Nos traen café. Teodoro pide uno. Se lo va tomando a sorbos,
sosteniendo firmemente el platico con una mano y la taza con la otra. No
queremos cansarlo. Maldonado le pregunta si habrá alguien en el
apartamento el domingo. La respuesta es de Teodoro: “Puedes estar seguro
que aquí siempre va a haber alguien, yo”.
Teodoro se levanta, ayudado por Marilyn, nombre de la muchacha que lo
cuida. Lo abrazamos. Nos da las gracias. Y regresa, lento, a su
dormitorio. Sus 86 años resumen una existencia extraordinaria,
una mente, abierta y una propensión a la acción. Recorridos con
compromisos y debates polémicos, no hay forma convencional de atrapar su
pasión y tenacidad, su racionalidad para civilizar sus impulsos, la obsesión de ser concreto sin desdoblarse en pragmático, su talante irreverente junto a su deseo de ser útil a otros.

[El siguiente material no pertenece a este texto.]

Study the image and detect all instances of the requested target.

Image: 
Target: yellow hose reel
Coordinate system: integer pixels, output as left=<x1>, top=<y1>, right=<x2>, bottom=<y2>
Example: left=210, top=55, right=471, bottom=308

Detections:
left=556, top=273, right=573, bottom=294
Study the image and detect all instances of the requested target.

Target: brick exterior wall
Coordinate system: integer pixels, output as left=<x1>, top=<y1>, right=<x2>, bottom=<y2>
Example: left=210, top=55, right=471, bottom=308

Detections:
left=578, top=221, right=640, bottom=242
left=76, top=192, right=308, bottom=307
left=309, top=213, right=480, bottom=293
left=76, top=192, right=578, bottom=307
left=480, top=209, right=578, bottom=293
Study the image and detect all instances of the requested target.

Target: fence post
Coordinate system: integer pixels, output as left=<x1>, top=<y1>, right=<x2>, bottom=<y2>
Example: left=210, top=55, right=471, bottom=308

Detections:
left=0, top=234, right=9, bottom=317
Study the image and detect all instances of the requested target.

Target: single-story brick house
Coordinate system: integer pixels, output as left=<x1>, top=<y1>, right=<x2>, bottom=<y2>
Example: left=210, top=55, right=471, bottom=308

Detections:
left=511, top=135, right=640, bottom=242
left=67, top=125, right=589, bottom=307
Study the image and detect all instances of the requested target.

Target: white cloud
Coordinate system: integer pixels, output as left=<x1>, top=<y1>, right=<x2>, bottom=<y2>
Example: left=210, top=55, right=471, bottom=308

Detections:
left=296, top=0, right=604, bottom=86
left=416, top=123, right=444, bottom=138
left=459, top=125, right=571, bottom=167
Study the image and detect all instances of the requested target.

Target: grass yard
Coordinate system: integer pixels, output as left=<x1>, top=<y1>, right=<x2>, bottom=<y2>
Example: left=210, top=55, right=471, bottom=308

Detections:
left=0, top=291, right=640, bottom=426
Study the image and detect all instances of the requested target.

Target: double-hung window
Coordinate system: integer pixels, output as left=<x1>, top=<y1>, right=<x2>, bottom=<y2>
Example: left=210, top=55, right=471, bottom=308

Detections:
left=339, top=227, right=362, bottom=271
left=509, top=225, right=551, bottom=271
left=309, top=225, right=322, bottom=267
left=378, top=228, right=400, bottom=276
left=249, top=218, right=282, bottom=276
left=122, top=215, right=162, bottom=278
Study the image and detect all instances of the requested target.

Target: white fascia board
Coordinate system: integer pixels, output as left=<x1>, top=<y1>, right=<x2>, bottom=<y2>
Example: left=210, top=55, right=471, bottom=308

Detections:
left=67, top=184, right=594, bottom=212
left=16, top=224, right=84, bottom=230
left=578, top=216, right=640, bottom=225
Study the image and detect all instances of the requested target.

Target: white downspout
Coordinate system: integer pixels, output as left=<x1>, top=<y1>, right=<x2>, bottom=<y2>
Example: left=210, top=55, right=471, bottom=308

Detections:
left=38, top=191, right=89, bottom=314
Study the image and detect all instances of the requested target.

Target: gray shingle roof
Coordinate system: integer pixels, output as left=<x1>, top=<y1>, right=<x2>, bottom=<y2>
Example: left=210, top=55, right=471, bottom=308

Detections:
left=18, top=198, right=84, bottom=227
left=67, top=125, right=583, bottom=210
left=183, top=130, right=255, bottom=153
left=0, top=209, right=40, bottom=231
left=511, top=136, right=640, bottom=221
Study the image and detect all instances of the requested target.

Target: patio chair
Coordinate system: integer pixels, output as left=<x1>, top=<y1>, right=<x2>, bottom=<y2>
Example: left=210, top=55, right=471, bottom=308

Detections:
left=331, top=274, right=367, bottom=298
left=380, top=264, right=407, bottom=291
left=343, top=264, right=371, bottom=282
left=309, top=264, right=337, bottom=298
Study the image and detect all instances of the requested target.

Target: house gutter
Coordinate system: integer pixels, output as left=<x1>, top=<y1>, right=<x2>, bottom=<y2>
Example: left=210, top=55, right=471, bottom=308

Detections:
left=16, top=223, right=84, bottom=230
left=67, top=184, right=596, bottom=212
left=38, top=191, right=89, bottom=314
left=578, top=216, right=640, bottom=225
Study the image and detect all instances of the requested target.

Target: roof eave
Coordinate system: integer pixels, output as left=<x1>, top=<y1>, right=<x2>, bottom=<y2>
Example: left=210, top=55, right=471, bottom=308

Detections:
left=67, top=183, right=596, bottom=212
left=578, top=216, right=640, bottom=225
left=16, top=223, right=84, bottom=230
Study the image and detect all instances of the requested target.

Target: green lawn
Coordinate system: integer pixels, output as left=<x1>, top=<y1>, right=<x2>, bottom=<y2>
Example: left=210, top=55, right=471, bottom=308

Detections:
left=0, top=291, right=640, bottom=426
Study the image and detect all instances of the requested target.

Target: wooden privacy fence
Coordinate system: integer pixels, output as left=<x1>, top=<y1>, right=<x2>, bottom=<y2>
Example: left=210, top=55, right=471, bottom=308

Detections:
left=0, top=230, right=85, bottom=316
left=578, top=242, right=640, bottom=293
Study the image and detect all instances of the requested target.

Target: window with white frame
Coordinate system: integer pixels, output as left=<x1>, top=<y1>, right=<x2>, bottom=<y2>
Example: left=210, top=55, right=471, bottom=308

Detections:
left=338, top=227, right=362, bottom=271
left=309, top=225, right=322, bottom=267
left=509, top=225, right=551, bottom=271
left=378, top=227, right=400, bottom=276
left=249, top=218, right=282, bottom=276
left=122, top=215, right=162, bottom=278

Detrás de la leyenda de sus fugas o la condena mundial de su
heterodoxia, con Fisher y Garody, está el impacto disruptivo de sus
tesis, su empeño catártico en impulsar proyectos, aún cuando algunos se
resistieran a calzar con su época.
Ha sido un político fuera de esquemas, franco, poco diplomático,
crítico demoledor, capaz de sobreponerse a errores y derrotas. En sus
gestos agresivos siempre va a emerger un guiño de generosidad, una
nobleza de espíritu y una entereza afectiva a su manera. Hoy es una
referencia ética. Hizo obra. Una, empresa en la cual otros no
acertaron, la de crear un movimiento político que cambió coordenadas a
la izquierda. Otra, una renovación en las ideas políticas. Y para seguir
en la política y bregar por su verdad, la invención de TalCual.

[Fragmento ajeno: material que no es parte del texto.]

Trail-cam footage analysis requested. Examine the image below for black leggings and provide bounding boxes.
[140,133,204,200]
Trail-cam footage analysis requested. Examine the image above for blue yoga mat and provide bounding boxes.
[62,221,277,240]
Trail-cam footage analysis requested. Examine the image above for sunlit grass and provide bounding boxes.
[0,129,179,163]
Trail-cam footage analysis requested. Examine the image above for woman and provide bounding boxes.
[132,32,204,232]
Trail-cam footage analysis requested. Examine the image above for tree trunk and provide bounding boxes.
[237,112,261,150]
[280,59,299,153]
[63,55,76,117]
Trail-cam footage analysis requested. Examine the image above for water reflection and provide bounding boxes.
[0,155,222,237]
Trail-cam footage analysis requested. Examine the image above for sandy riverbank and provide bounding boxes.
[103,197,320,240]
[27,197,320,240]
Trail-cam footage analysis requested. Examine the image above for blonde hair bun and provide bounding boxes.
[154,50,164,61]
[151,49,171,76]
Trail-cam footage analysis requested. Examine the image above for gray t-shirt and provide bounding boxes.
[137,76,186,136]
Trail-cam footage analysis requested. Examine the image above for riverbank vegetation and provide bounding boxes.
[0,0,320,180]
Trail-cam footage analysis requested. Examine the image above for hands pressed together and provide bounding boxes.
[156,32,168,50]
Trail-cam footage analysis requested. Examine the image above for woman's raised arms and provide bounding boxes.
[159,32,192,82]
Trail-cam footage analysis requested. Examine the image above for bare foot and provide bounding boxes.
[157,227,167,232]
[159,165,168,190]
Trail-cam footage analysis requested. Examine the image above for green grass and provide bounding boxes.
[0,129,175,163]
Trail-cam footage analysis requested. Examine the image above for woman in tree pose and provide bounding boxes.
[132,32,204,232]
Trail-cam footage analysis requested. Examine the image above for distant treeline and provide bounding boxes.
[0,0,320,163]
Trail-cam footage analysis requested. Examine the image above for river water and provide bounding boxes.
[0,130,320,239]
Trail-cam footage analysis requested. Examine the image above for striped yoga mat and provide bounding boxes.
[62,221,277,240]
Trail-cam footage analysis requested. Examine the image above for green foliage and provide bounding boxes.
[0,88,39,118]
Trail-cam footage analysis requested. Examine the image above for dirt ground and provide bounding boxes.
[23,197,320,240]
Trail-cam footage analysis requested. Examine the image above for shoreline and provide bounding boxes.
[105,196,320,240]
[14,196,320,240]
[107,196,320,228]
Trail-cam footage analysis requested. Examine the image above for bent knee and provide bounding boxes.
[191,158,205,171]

Aunque no logró algunas metas, las emprendió todas con autenticidad y
coraje. Mientras se retira, pienso que ahora disfruta de la sabiduría
serena que la política activa, siempre conflictiva, no le permitió. Será
la historia, barajando sus cartas, la que nos dirá cuánto le debe la
política y la lucha democrática a este amigo admirable.